Commit 9489c3c2 authored by Philipp Samfaß's avatar Philipp Samfaß
Browse files

some more docu and minor improvements for communication statistics

parent 9c195827
\chapter{Vision and Introductory Remarks}
\teaMPI\ is an open source library built with C++. It plugs into MPI via
MPI's PMPI interface.
%plus provides an additional interface for advanced
%advanced task-based parallelism on distributed memory architectures.
Its research vision reads as follows:
\begin{enumerate}
% \item {\bf Intelligent task-based load balancing}. Applications can hand over
% tasks to \teaMPI. These tasks have to be ready, i.e.~without incoming
% dependencies, and both their input and their output have to be serialisable.
% It is now up to \teaMPI\ to decide whether a task is injected into the local runtime or temporarily moved
% to another rank, where we compute it and then bring back its result.

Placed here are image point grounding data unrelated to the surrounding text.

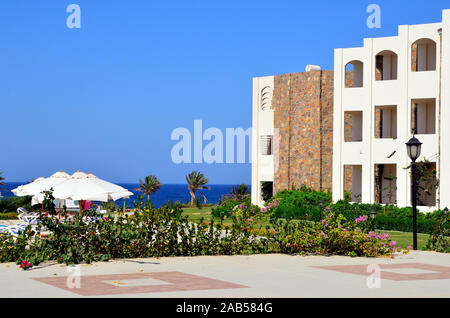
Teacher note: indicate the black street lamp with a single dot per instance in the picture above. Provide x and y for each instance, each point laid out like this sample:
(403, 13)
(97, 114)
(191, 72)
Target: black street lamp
(373, 215)
(414, 147)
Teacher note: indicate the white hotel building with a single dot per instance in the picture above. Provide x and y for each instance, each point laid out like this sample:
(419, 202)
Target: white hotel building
(399, 84)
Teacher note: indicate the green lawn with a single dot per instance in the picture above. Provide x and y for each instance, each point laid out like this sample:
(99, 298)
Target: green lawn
(403, 239)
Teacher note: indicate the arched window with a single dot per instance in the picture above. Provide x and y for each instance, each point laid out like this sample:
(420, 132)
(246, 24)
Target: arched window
(423, 55)
(386, 66)
(266, 98)
(354, 74)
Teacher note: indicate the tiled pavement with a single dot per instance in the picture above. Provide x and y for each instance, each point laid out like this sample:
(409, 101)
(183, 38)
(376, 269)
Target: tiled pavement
(418, 274)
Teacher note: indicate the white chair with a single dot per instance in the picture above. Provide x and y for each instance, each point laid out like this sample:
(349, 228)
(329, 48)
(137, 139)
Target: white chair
(101, 210)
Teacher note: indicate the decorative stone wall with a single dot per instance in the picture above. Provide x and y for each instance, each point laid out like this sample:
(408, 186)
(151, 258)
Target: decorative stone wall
(303, 115)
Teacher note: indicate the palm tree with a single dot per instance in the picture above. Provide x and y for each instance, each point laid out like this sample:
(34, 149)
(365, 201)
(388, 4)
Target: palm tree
(196, 181)
(239, 192)
(149, 186)
(2, 184)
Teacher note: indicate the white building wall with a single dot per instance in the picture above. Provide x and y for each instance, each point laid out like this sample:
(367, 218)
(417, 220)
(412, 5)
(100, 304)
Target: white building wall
(408, 86)
(263, 124)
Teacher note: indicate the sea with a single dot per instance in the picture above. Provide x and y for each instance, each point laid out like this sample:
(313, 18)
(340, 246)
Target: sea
(168, 192)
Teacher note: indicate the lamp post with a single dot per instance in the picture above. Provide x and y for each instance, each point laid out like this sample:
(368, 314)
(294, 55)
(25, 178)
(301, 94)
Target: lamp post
(373, 215)
(414, 147)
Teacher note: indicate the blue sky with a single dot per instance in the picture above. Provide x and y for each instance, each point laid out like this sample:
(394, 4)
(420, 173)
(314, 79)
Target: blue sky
(105, 98)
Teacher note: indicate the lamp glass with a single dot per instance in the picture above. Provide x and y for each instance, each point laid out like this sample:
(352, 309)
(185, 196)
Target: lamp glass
(414, 148)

% \item {\bf MPI idle time load metrics}. \teaMPI\ can plug into some MPI
% calls---hidden from the application---and measure how long this MPI call
% idles, i.e.~waits for incoming messages. It provides lightweight
% synchronisation mechanisms between MPI ranks such that MPI ranks can globally
% identify ranks that are very busy and ranks which tend to wait for MPI
% messages. Such data can be used to guide load balancing. Within \teaMPI, it
% can be used to instruct the task-based load balancing how to move data around.
\item {\bf Black-box replication}. By hijacking MPI calls, \teaMPI\ can split
up the global number $N$ of ranks into $T$ teams of equal size. Each team
assumes that there are only $N/T$ ranks in the system and thus runs completely
independent of the other teams. This splitting is completely hidden from teh
application. \teaMPI\ however provides a heartbeat mechanism which identifies
if one team becomes slower and slower. This can be used as a guideline for
resiliency---assuming that failures in ranks that will eventually fail first
manifest in a speed deterioration of their team.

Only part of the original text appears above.